Rate of rediscount at which the RBI discounts the first class bills of exchange brought by the banks.


2) Repo Rate : 
Injection of liquidity by the RBI is termed as " Repo Rate" . This was introduced in Dec. 1992 and Reverse Repo Rate in Nov. 1996. RBI buys Govt. Securities for a short period usually a fortnight, with an agreement to sell it later. Thus repo rate is a short-term money market instrument to stabilize short term liquidity in the economy.

3) Reverse Repo Rate :
Repo Rate is the rate at which the RBI lends to commercial banks where as the Reverse Repo Rate is the rate at which the RBI borrows from the commercial banks against securities for a very short period.
Repo and Reverse Repo rates are used as policy instruments for day-to-day liquidity management under the liquidity adjustment facility.

4) Cash Reserve Ratio (CRR) : 
It refers to the percentage of net demand and time deposits which the scheduled commercial banks have to keep with RBI at zero interest Rate as per RBI act 1934.

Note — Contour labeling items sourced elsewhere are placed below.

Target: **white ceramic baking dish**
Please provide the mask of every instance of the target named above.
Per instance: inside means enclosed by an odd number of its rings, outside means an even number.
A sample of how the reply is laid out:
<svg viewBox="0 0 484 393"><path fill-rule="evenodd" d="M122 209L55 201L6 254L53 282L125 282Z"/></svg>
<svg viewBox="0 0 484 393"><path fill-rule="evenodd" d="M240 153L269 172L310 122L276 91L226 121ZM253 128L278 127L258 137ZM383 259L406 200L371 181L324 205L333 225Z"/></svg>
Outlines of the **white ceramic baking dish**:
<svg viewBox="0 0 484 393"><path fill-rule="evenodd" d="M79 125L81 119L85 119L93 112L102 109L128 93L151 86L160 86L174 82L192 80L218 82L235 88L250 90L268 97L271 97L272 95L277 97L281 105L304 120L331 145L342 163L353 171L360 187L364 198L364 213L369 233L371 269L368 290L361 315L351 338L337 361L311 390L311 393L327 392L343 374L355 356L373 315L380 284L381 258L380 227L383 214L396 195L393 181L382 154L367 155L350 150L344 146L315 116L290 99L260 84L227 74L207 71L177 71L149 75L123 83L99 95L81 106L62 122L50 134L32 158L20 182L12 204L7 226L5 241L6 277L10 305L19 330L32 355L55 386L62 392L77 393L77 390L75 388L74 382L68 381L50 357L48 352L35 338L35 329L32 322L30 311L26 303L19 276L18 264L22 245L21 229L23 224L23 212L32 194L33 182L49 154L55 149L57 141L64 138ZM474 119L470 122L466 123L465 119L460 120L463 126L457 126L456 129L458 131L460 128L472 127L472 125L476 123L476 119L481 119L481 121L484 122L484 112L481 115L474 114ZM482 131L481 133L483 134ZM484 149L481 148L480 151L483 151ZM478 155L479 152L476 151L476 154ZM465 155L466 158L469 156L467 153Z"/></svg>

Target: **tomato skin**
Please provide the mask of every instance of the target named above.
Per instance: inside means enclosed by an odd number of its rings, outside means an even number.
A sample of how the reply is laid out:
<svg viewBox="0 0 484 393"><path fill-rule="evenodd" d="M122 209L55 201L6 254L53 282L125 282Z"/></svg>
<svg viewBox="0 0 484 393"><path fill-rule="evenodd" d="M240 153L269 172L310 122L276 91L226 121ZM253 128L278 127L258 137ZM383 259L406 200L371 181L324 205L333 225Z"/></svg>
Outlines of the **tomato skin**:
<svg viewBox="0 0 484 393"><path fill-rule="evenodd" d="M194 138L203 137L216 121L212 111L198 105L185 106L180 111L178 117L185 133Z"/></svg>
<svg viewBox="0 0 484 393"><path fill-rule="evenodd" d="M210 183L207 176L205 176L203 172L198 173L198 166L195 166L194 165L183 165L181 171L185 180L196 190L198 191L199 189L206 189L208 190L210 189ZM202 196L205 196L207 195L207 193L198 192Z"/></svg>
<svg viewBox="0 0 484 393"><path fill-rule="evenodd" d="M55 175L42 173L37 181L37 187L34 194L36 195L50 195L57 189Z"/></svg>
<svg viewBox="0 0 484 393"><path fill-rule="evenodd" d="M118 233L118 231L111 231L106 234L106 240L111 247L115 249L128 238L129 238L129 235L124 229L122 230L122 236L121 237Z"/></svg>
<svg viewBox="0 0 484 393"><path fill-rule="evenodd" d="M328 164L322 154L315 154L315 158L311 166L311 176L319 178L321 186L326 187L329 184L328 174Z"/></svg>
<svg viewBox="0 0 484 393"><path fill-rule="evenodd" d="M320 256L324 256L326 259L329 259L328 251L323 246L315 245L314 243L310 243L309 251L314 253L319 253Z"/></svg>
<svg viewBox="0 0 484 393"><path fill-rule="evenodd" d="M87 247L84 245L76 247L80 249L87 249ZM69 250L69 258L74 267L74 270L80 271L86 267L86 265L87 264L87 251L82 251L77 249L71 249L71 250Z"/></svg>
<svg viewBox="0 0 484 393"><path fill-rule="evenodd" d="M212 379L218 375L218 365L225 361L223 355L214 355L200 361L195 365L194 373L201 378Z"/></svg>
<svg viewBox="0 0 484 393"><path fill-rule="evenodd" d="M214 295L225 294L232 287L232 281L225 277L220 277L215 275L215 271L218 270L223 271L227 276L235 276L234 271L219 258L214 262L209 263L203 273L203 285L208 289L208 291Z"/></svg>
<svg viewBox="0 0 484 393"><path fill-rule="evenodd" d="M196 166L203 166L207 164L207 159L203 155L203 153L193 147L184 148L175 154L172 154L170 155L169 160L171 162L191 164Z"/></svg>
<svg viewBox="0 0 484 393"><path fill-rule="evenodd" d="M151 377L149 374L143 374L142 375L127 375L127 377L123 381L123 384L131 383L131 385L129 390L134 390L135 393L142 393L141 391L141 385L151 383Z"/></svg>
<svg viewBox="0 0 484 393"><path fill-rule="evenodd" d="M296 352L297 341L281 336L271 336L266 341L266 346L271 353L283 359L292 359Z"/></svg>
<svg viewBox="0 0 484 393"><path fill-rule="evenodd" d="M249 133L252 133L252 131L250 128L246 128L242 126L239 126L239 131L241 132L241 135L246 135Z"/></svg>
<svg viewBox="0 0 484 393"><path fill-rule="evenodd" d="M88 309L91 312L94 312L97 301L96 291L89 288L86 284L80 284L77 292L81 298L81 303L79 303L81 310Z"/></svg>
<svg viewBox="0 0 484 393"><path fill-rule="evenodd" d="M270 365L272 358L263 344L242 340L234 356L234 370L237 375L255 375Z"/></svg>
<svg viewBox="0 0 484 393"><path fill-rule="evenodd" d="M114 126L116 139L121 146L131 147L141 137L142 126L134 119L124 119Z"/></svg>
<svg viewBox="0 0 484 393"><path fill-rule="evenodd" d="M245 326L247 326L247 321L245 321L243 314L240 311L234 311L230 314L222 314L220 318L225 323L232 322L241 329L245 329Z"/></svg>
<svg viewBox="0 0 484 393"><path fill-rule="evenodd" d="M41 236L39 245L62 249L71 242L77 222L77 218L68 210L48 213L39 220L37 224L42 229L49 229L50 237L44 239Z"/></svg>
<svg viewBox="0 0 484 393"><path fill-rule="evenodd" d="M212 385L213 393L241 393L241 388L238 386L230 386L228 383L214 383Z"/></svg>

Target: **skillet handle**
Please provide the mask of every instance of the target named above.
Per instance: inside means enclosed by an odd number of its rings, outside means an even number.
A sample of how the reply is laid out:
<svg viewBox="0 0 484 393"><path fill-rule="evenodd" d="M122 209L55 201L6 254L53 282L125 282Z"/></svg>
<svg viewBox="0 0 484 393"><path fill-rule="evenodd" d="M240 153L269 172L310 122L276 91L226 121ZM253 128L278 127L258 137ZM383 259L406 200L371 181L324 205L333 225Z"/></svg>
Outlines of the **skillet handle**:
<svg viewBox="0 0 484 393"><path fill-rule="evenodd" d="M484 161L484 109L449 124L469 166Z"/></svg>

5) Statutory Liquidity Ratio (SLR) : 
It refers to the percentage of net demand and time deposits which the scheduled commercial banks have to keep with themselves. i.e. by purchasing Govt. Securities or in the form of cash or gold as per Banking Regulation Act 1949, Sec 24. SLR is a mechanism used by Commercial Banks for providing credit to the Govt.